Earlier that year, in March, CTV had lost an invaluable Afghan contact named Jojo Yazamy, who had arranged for everything from translation to transport to actual film footage in and around Kandahar City. Somehow operating between the Taliban and Western reporters, Jojo had seemed invulnerable, with his access to the powerful on both sides and his apparent ease as an all-purpose fixer. Eventually one side or the other concluded he was a spy or at least a threat, and he was assassinated in Kandahar City by a shooter who pulled up beside his car at a stop.
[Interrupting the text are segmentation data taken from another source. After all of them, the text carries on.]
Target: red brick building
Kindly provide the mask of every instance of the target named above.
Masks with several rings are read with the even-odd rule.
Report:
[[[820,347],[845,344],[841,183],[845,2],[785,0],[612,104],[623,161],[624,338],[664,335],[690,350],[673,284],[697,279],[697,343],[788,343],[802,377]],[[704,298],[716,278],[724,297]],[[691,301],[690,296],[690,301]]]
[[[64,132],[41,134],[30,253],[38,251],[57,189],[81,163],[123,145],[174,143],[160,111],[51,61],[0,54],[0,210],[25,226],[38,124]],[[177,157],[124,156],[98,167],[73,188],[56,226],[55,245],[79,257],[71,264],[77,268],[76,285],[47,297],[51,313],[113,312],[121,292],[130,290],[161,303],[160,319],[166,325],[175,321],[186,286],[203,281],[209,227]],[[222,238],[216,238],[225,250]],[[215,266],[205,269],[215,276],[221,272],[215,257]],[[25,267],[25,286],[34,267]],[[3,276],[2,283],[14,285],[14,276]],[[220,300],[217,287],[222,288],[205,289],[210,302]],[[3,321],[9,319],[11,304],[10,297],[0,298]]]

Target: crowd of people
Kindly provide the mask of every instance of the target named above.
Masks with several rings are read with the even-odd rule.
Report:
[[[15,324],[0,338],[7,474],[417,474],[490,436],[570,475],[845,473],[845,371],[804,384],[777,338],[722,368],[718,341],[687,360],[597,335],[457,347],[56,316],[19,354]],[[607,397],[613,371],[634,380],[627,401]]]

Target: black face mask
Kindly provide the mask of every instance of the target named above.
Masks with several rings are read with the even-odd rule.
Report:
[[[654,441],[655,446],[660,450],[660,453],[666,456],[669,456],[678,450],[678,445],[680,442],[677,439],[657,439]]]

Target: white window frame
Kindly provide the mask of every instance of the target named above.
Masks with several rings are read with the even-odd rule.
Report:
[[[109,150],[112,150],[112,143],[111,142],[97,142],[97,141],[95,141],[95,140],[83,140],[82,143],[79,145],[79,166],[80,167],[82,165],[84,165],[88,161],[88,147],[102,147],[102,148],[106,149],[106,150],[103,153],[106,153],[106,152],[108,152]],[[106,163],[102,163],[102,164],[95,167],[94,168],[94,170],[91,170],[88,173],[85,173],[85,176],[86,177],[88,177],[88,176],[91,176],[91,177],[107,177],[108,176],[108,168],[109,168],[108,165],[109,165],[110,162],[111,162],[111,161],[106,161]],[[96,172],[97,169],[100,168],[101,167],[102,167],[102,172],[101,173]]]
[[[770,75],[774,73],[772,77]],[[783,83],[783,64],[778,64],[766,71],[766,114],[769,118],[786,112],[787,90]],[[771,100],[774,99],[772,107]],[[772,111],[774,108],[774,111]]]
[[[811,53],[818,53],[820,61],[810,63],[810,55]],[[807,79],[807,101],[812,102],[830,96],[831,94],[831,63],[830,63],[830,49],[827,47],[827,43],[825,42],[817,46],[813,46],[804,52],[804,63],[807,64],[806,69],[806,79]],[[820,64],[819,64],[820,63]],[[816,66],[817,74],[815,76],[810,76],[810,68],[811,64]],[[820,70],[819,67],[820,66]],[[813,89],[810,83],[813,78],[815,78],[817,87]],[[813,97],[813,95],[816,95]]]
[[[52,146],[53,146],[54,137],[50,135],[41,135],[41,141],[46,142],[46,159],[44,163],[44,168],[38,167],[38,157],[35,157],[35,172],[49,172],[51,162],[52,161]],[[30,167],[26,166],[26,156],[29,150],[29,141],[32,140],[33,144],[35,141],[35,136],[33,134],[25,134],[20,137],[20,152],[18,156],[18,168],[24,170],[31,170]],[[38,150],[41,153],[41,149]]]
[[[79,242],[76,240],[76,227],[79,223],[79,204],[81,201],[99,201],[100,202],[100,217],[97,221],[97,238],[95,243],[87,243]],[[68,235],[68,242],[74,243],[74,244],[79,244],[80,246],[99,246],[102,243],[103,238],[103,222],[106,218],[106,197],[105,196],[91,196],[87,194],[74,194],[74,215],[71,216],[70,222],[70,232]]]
For the record, in 2009 I tried to find my own way to experience this controversial and still-uncertain conflict. I had growing doubts that we could ever achieve our objectives there, even if the struggle were winnable from a military perspective or at a political cost acceptable to the Western nations involved. Counter-insurgency wars are more often lost on the home front than in the field.

Since the war was the subject of many reports and commentaries I filed, I felt obliged to go and witness it for myself. I will confess too that the thought of being up close to a shooting war again got the old juices flowing. The network gently but firmly turned down this suggestion, my poor eyesight counting me out in their estimation. That was the only occasion on which disability put me on the sidelines.

10

SPARRING
WITH
HARPER

Whether the assignment is city hall or Parliament Hill, it's critical for a reporter to know the key players, and that means keeping ahead of the casualties by spotting the comers who will one day take centre stage. It was obvious to me in 1993 that Stephen Harper, a newly elected Reform MP from Calgary, was a cut above the rest, good-looking, smart, and—unusually for someone representing a Western constituency—bilingual. He was an intensely private person, a trait he shared with Pierre Trudeau. He was also seriously intelligent, but he lacked Trudeau's charm and ability to project personal warmth. He was not a backslapping, hand-grabbing, press-the-flesh politician; in fact, he was stiff and awkward in social situations. Even informal photos caught him ramrod straight, barely tolerant of physical contact beyond the obligatory handshake. Nonetheless, while Preston Manning could be more congenial, he would never win the Prime Minister's Office for his party. It seemed to me that Stephen Harper might.

Shortly after Harper had lost the 2004 election, his first as leader of the Conservative Party, a mutual friend asked if I
would meet with Harper to try to persuade him to be more open and approachable with the media. I agreed, hoping that a frank conversation might serve reporters on the Hill generally, as well as those in my own bureau. Such one-on-one sit-downs were not uncommon in my experience, especially with Opposition leaders. These informal and usually private encounters offered an opportunity to suss out the essential character of the individual, free of the protective wrapping usually held in place by the image-makers.

Harper and I met alone at his office and had a conversation that was remarkable for its candour. He did not disguise his distrust of reporters, citing a long history of Parliament Hill journalists leaving the press gallery to work for the Liberal Party. I raised the fact that many in the press gallery and in his own caucus were unhappy with the performance of Caroline Stewart Olsen, Harper's press assistant. Although she was a creditable woman, she had no training for the position and clearly did not like reporters. (Harper later appointed her to the Senate.)